Now, update main.py with the code mentioned below:

from datetime import timedelta
import os
import whisperx
import subprocess

def transcribe_video(input_video):
    batch_size = 32 
    compute_type = "float32"  
    device = "cpu"

    model = whisperx.load_model("large-v2", device=device, compute_type=compute_type)

    audio = whisperx.load_audio(input_video)
    result = model.transcribe(audio, batch_size=batch_size, language="en")

    model_a, metadata = whisperx.load_align_model(language_code=result["language"], device=device)
    result = whisperx.align(result["segments"], model_a, metadata, audio, device, return_char_alignments=False)

    segments = result["segments"]


   # if srt file exists, delete it
    if os.path.exists("subtitles.srt"):
        os.remove("subtitles.srt")
    for index, segment in enumerate(segments):
        startTime = str(0)+str(timedelta(seconds=int(segment['start'])))+',000'
        endTime = str(0)+str(timedelta(seconds=int(segment['end'])))+',000'
        text = segment['text']
        print(text)
        segment = f"{index + 1}\n{startTime} --> {endTime}\n{text[1:] if text[0] == ' ' else text}\n\n"

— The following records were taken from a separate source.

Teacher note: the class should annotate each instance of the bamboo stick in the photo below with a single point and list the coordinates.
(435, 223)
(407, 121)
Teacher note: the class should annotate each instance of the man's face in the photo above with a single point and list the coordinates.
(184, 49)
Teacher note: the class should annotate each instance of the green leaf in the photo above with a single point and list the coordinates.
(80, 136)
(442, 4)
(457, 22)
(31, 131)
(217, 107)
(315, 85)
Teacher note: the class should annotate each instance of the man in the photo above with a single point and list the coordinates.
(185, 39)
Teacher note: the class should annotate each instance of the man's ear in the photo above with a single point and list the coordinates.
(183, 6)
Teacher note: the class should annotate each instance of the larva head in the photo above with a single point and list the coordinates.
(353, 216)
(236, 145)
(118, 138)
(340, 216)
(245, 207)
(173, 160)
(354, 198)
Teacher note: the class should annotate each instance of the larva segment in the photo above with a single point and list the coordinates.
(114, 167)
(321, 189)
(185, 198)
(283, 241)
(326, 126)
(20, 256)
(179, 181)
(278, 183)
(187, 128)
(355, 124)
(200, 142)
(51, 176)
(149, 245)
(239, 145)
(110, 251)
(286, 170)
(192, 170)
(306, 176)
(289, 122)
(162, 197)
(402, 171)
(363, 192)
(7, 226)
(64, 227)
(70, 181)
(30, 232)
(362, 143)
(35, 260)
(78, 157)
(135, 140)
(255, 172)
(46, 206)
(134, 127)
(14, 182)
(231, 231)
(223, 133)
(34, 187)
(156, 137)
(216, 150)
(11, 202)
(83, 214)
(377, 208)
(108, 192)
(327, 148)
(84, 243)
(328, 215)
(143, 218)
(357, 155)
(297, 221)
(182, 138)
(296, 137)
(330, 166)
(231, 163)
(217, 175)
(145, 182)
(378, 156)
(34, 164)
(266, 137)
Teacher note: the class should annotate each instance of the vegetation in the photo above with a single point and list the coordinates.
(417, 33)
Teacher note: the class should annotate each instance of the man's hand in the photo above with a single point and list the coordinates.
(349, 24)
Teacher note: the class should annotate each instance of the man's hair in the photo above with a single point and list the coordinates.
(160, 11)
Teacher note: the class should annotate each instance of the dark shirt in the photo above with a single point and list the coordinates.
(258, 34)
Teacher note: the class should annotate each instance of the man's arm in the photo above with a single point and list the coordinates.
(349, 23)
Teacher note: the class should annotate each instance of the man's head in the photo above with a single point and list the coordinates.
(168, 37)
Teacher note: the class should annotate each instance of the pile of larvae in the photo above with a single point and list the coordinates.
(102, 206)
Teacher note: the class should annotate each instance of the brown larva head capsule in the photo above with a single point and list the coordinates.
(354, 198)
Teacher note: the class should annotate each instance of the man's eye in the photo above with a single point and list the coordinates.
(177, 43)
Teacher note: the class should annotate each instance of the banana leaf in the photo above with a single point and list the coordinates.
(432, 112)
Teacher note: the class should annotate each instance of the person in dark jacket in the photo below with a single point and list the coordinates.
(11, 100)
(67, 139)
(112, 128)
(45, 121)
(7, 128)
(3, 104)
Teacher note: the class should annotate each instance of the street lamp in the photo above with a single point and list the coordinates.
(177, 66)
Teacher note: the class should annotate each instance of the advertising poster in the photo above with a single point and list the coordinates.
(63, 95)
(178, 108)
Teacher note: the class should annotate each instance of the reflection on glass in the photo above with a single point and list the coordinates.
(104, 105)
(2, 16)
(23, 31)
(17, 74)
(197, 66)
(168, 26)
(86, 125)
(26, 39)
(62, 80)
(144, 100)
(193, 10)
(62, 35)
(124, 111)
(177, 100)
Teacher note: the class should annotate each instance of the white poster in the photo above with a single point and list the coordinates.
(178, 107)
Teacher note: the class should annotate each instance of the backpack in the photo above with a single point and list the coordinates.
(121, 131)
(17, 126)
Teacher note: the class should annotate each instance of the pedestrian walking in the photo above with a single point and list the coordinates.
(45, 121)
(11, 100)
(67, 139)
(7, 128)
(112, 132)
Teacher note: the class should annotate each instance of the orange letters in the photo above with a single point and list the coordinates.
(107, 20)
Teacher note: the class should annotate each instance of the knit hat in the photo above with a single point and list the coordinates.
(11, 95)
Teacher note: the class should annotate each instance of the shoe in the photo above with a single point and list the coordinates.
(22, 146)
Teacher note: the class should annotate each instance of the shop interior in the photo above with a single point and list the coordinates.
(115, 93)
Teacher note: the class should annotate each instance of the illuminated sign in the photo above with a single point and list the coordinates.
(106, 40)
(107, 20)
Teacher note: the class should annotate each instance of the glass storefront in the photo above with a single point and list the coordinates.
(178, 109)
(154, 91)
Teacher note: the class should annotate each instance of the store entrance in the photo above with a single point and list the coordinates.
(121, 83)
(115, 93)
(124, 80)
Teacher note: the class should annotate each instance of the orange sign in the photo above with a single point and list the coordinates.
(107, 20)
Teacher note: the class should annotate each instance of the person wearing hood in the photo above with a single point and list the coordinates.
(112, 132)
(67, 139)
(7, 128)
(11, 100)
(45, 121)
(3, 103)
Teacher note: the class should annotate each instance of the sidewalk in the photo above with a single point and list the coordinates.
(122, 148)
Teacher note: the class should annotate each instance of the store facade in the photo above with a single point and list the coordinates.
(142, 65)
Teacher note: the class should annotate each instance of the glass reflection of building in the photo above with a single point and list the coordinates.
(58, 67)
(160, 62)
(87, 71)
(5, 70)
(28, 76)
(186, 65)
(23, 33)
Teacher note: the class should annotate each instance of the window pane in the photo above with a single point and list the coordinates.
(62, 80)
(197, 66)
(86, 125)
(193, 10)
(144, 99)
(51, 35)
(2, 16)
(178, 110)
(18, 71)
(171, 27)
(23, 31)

        srtFilename = os.path.join(f"subtitles.srt")
        with open(srtFilename, 'a', encoding='utf-8') as srtFile:
            srtFile.write(segment)

    return srtFilename

def add_srt_to_video(input_video, output_file):

    # FFmpeg command
    subtitles_file = 'subtitles.srt'

    # FFmpeg command
    ffmpeg_command = f"""ffmpeg -i {input_video} -vf "subtitles={subtitles_file}:force_style='FontName=Arial,FontSize=10,PrimaryColour=&HFFFFFF,OutlineColour=&H000000,BorderStyle=3,Outline=1,Shadow=1,Alignment=2,MarginV=10'" -c:a copy {output_file} -y """

    # Run the FFmpeg command
    subprocess.run(ffmpeg_command, shell=True)
 


    input_video_path = "input.mp4"
    output_file = "output.mp4"
    transcribe_video(input_video_path)
    add_srt_to_video(input_video_path, output_file)


main()

Finally, we load the subtitles.srt into the video using FFmpeg and add subtitles as text in the video.

Here’s a sample video of this project:

And there you have it, a step-by-step guide to transforming your video into a masterpiece of clarity and engagement. Whether you're aiming to make your content more accessible or simply looking to add a professional touch, these tools empower you to achieve your goals.